The station, Amtrak's third-busiest, serves more than seven million Amtrak, SEPTA, and NJ Transit passengers a year, but is isolated by a river, two expressways, a cordon of busy streets, and a wasteland of parking lots.
The master plan will "identify commercial development opportunities" around the station and develop "improved connectivity between the station and the neighboring community," including better auto, pedestrian, bicycle, and transit access, Amtrak said.
In addition, the plan is expected to analyze ways to build above the Penn Coach Yards that stretch north of the station, blocking development.

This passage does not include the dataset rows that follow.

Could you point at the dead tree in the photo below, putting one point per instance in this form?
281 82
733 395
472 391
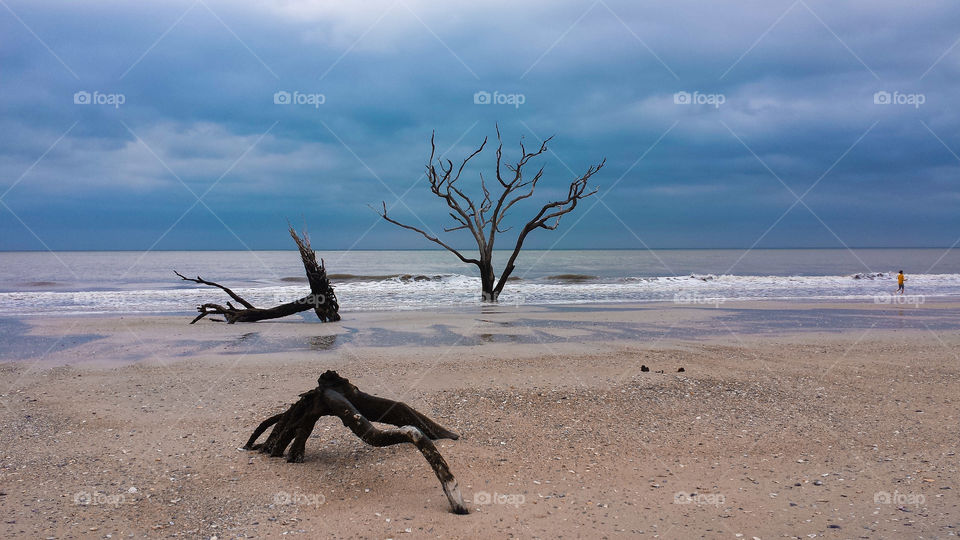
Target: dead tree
335 396
485 220
321 298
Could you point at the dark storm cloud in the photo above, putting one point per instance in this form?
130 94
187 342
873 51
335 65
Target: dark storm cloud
797 81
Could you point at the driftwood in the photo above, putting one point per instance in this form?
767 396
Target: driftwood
335 396
321 298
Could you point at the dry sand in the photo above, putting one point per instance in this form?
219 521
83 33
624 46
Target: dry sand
789 420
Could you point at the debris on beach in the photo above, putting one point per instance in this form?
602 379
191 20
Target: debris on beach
335 396
321 298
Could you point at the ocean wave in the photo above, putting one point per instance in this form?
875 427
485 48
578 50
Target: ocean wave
423 291
573 278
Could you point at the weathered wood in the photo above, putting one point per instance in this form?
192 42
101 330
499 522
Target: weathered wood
335 396
483 218
321 298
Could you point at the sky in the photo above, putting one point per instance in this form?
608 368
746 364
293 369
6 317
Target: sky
210 124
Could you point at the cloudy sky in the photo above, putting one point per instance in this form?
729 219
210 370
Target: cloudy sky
155 125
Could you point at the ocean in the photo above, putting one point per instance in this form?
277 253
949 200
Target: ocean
74 283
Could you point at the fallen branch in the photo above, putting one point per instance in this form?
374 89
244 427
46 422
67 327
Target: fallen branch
335 396
321 298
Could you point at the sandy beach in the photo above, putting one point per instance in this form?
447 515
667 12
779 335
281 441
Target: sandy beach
789 420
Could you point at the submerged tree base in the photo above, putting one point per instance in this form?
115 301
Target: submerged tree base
321 298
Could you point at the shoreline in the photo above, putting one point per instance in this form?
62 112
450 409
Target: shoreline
772 430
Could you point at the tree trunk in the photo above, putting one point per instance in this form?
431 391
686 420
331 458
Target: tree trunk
488 282
321 298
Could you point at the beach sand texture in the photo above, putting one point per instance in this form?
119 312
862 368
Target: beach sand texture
789 420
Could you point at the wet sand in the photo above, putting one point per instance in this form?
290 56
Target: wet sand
789 420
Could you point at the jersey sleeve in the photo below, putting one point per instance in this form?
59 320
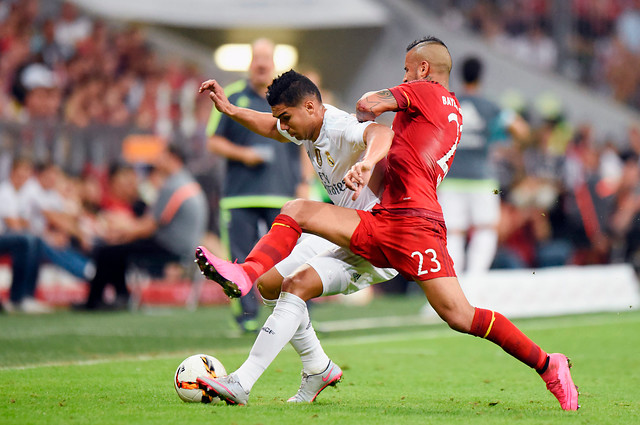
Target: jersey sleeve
402 97
286 135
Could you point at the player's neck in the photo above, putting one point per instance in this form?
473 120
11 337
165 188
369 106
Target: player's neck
442 80
318 127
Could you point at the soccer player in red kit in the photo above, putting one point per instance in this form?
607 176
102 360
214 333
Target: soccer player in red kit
406 230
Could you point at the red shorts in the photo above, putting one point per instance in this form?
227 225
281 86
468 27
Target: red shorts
416 246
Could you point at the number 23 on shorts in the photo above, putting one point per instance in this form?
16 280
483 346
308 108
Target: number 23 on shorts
428 260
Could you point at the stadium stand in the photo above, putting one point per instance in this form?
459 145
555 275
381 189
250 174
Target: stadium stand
76 88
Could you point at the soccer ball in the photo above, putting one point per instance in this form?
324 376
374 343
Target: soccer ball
192 367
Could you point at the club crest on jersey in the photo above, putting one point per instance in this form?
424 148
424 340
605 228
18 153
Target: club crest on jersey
330 159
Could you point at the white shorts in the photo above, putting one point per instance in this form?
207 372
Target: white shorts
341 271
463 209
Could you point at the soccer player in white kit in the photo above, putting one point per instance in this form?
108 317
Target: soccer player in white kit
334 141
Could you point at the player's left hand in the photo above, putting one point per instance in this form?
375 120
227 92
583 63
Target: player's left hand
358 177
216 94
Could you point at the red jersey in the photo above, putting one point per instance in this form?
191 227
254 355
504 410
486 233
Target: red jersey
427 131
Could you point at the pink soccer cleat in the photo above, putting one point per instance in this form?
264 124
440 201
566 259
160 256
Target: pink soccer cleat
559 382
230 276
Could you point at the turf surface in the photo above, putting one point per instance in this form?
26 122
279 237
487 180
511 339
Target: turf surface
117 369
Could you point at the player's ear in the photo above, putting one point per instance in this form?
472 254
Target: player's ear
309 106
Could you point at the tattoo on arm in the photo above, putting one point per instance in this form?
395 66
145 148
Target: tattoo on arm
382 97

Currently, the station is even more inaccessible than usual, surrounded by ongoing construction and newly installed scaffolding.
The scaffolding will be in place for years to protect pedestrians during a planned restoration of the limestone facade of the building.
The $60 million restoration won't start until Amtrak gets the money from Congress, and there is no indication when that might happen.
For nearly a year, the west entrance to the station has been blocked by construction to remake the pedestrian and parking plaza there. The surface work is to be completed by Thanksgiving, allowing the west entrance to reopen, although underground work will continue for another year.
That $30 million Amtrak project has involved replacing deteriorated structural columns, beams, and surface decking of the under-street parking facility beneath the station.
Opened in 1933 by the Pennsylvania Railroad, 30th Street Station handles 120 Amtrak trains, 960 SEPTA trains, and 26 NJ Transit trains each weekday. More than four million Amtrak passengers went through the station last year.